• Kiah.

3 Things You Should Know About Ghosting

Updated: Nov 1, 2018



Ghosting. Ah, the timeless act of abruptly cutting off all contact with someone by no longer accepting or responding to phone calls, text messages, DMs, etc. It can be with platonic or romantic relationships. One day they're around and the next it's as if they have literally disappeared off of the face of the earth.


Are you triggered yet?


Let's face it, no one likes rejection. There's nothing exciting or enjoyable about being rejected by someone, but especially when rejection comes in the form of a disappearing act. Poof! Gone! There is no: it's not you, it's me. You just get left on read and suddenly that person no longer holds a space in your life. Crazy, right?



Personally, I've never experienced a platonic ghosting encounter. Anytime, I've been ghosted it's been by a guy I was dating/"romantically" involved with. As a matter of fact, it just recently happened to me. So, I guess that's the reason I'm typing this blog post in the first place. But anyway, enough about me... let's get on to what you really came here for.


1. First things first: Ghosting sucks. Point. Blank. Periodt.

Like I said before, there's nothing enjoyable about getting ghosted. There is no other way to put it than... it sucks. It sucks because you probably really enjoyed spending time with that person or they were someone you really enjoyed talking to. Ghosting is abrupt and can happen when you least expect it, without not a single indication that the person plans on performing a magic act. To have them just up and decide that they no longer want to see or communicate with you is a blow to your feelings and your ego.


2. More than likely the person who ghosted you will stick around via social media.

This, my friends, is a phenomenon that I will never understand. This doesn't go for every ghoster, but in my experience the person that ghosted me still finds the time to continue following me on social media: liking pictures, viewing Snapchat stories, etc. If I could make it make sense I would, but alas... it just doesn't. It's as if they still want to keep you within their reach, but not enough to actually communicate with you. Whether or not you choose to block them for the sake of your sanity is up to you, and if you feel the need to entertain their illogical behavior... DON'T. You continue living your life.

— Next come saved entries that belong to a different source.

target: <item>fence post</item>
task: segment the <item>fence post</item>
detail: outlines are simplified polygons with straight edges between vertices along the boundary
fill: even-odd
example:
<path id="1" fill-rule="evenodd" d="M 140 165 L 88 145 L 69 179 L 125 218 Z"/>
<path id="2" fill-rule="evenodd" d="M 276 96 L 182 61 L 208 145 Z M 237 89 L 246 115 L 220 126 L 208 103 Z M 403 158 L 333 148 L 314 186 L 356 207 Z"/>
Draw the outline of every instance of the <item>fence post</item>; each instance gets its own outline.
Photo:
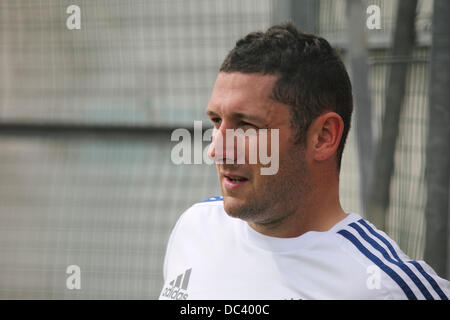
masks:
<path id="1" fill-rule="evenodd" d="M 354 94 L 356 139 L 360 176 L 360 199 L 364 213 L 372 173 L 372 108 L 369 91 L 369 53 L 367 50 L 366 12 L 361 0 L 347 0 L 348 55 Z"/>
<path id="2" fill-rule="evenodd" d="M 385 229 L 386 211 L 390 202 L 394 153 L 408 68 L 408 63 L 404 60 L 410 58 L 414 50 L 416 7 L 417 0 L 400 0 L 397 7 L 397 21 L 391 50 L 393 62 L 390 65 L 390 75 L 386 84 L 382 133 L 377 144 L 367 207 L 369 219 L 380 229 Z"/>
<path id="3" fill-rule="evenodd" d="M 441 276 L 447 270 L 450 141 L 450 23 L 448 0 L 434 0 L 427 141 L 425 260 Z"/>

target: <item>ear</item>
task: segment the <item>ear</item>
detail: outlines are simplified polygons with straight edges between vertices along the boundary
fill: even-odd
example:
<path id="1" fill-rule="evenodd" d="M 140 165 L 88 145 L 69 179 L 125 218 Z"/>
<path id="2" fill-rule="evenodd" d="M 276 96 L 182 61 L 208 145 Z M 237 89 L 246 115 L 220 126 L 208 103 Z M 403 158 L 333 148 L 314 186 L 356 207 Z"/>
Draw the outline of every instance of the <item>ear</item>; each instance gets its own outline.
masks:
<path id="1" fill-rule="evenodd" d="M 315 161 L 324 161 L 336 154 L 344 131 L 344 121 L 336 112 L 317 117 L 308 132 L 308 145 Z"/>

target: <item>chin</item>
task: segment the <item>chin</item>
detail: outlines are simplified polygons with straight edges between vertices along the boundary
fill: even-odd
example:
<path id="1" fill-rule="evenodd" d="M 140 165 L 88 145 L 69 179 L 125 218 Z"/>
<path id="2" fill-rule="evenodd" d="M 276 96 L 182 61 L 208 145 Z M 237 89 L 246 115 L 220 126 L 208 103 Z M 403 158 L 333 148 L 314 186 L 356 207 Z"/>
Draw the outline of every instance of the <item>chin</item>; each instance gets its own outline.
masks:
<path id="1" fill-rule="evenodd" d="M 238 199 L 233 196 L 223 196 L 223 208 L 225 212 L 233 218 L 241 218 L 245 216 L 246 202 L 243 199 Z"/>
<path id="2" fill-rule="evenodd" d="M 232 196 L 224 196 L 223 207 L 230 217 L 247 222 L 255 220 L 260 215 L 254 204 L 252 205 L 245 198 L 239 199 Z"/>

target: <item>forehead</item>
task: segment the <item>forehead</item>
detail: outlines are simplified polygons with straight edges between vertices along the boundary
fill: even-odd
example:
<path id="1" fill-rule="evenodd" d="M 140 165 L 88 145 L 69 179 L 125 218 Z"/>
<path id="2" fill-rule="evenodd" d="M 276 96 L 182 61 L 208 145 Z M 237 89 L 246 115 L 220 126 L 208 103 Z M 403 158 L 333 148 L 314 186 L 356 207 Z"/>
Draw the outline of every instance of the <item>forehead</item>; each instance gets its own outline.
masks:
<path id="1" fill-rule="evenodd" d="M 277 104 L 271 99 L 276 75 L 220 72 L 217 76 L 207 112 L 251 113 L 264 116 Z"/>

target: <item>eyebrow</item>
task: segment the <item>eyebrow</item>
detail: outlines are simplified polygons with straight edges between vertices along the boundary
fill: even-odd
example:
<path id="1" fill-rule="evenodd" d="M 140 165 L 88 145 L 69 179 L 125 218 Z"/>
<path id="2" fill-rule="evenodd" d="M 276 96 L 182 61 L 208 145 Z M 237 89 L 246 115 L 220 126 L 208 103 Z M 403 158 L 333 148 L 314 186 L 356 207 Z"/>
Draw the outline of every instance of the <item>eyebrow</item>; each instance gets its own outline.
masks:
<path id="1" fill-rule="evenodd" d="M 219 116 L 217 113 L 215 113 L 212 110 L 207 110 L 206 114 L 209 117 L 214 117 L 214 116 Z M 258 117 L 258 116 L 254 116 L 254 115 L 250 115 L 250 114 L 245 114 L 245 113 L 241 113 L 241 112 L 232 112 L 231 113 L 231 117 L 232 118 L 236 118 L 236 119 L 246 119 L 246 120 L 250 120 L 250 121 L 256 121 L 256 122 L 264 122 L 262 118 Z"/>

Don't post for them, post for YOU. (not afraid to admit I've been guilty of doing that.. whew chile, I'm growing though)


3. Ghosting will either make you decide you don't need that person around or keep you in a constant mental loop of wondering what went wrong.

Hopefully you choose (or chose) the former instead of the latter. Blaming yourself or wondering where YOU went wrong will do nothing for you after being ghosted. The only way to continue moving forward and being great (cause you are!) is to know that the person who ghosted you doesn't belong in your life for very obvious reasons. Emotionally torturing yourself by replaying the last conversation you had or the last time you hung out will do you no good, okay? None. Ghosting can be a total mind fu- well, you know where I was going but you can't delegate so much of your time and energy worrying about it.




Ultimately, I think ghosting is selfish. To me, it tells the person on the receiving end that not only do you have complete disregard for their feelings but that you don't care enough or are incapable of communicating.


Now someone might pose the question: is one actually capable of handling the harsh truth that the other person might give to them? Listen. I'm not saying that I'll have the emotional capacity to withstand that level of "keeping it real", but I'd still much rather hear something than just be ghosted. I'll update y'all when that actually happens.


I wanted to throw out some pressing questions that I've had before I go. Maybe you might even be able to answer them! Does ghosting look like one specific act? Can there be an appropriate or acceptable reason/time to ghost someone? Are there "pre-ghosting" signs? And is ghosting only okay if you haven't known the person for an extended period of time?


Alright, I'm done.


So, how do y'all feel about ghosting or what have you learned? OOH, have you been the ghoster? Let me know!


Thanks for reading, and don't forget... be great! xoxo.